La Iglesia celebra mañana la Inmaculada Concepción. Desde el punto de vista cronológico es el tercer gran dogma definido por el magisterio pontificio sobre la Madre de Dios. Lo definió el papa Pío IX en 1854 y venía a reafirmar lo que era ya patrimonio de la fe desde antiguo: que la bienaventurada Virgen María fue preservada de toda mancha de pecado ya desde su misma concepción. Un privilegio especialísimo concedido por la gracia de Dios en atención a los méritos de Jesucristo. Como recordó el papa san Juan Pablo II, el dogma se formuló teniendo muy en cuenta la “praxis de la Iglesia, las expresiones de lo que se vivía en la Iglesia, de la fe y del culto del pueblo cristiano”[1].
La Purísima, representa el comienzo de la Iglesia, esposa de Cristo sin mancha ni arruga. Es la abogada de gracia y ejemplo de santidad para el pueblo de Dios, y la primera realización plena del plan de Dios. Hoy se nos llama a desplegar las arrugas de nuestro corazón para que podamos ser santos e irreprochables ante Dios. Como escribe el papa Francisco, la santidad es el rostro más bello de la Iglesia.
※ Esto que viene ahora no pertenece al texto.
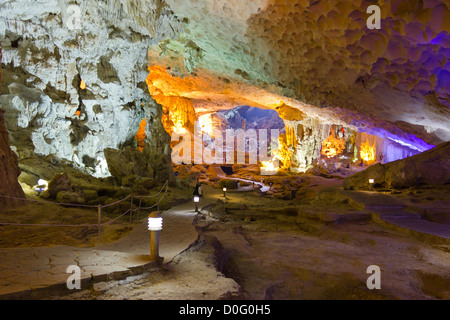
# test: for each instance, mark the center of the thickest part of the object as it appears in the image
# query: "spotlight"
(154, 225)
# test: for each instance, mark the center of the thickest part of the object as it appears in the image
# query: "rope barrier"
(98, 225)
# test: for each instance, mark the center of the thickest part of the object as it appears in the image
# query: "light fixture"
(196, 201)
(155, 221)
(371, 183)
(42, 185)
(154, 225)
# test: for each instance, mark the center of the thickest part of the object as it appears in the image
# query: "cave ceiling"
(316, 56)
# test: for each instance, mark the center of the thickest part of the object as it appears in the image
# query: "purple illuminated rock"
(431, 167)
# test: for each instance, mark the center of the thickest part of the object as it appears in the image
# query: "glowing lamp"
(155, 221)
(196, 201)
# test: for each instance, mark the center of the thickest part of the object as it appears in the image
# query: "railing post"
(131, 210)
(139, 209)
(99, 224)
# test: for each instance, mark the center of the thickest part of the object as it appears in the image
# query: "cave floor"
(268, 248)
(260, 250)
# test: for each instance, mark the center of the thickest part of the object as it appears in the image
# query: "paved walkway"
(391, 212)
(33, 273)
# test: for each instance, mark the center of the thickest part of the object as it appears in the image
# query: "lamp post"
(155, 226)
(371, 183)
(196, 201)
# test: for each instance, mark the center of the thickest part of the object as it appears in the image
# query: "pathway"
(37, 272)
(390, 211)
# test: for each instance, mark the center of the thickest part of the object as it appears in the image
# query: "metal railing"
(99, 208)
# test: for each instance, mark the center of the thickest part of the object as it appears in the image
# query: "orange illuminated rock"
(140, 135)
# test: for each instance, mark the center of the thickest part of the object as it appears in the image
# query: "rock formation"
(428, 168)
(80, 78)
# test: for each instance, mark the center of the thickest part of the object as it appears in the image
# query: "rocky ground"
(259, 247)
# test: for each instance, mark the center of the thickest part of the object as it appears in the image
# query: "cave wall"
(9, 169)
(47, 55)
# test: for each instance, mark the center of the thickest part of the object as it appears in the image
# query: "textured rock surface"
(9, 170)
(46, 59)
(316, 56)
(429, 168)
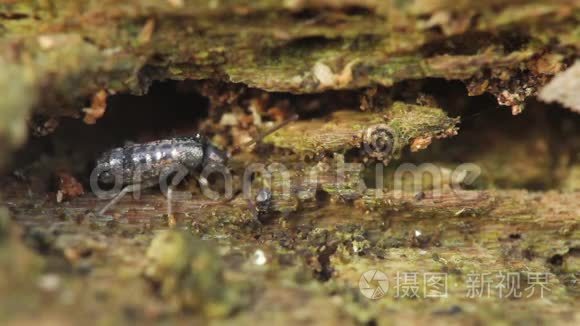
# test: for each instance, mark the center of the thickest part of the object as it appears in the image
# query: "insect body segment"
(140, 166)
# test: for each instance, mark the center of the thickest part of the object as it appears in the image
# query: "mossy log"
(216, 261)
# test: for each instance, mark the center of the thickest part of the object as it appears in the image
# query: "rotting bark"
(324, 59)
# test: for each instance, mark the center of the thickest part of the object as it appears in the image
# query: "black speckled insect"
(150, 161)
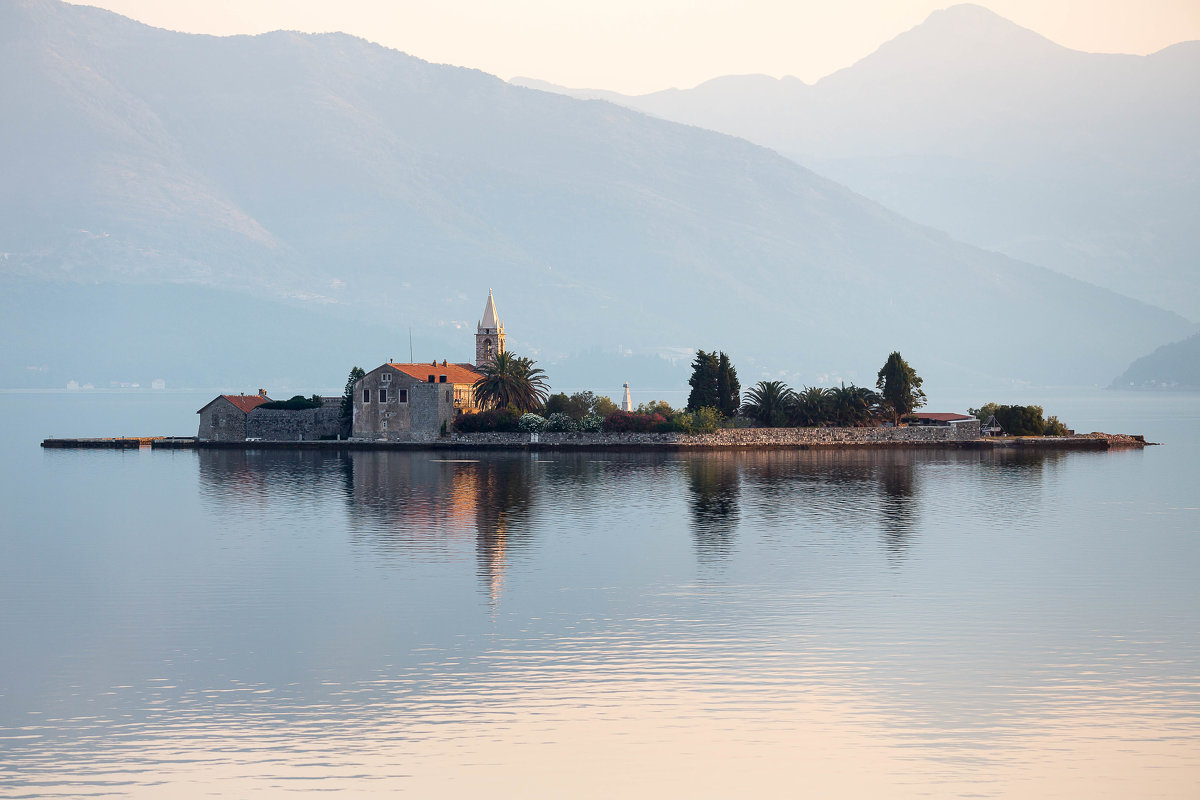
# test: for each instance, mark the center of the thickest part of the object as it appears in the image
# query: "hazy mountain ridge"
(1175, 366)
(331, 170)
(1081, 162)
Honremos pues a nuestra Madre. Como lo hicieron ayer cientos de jóvenes de toda la diócesis con los que tuve la alegría de compartir una Vigilia de oración y de convivencia en torno precisamente a nuestra Madre, María Inmaculada. Que ella nos guie en este período de Adviento hasta su Hijo, cuyo nacimiento aguardamos ya con expectación y esperanza desbordantes.
[1] JUAN PABLO II. Audiencia General del miércoles 12 Junio 1996.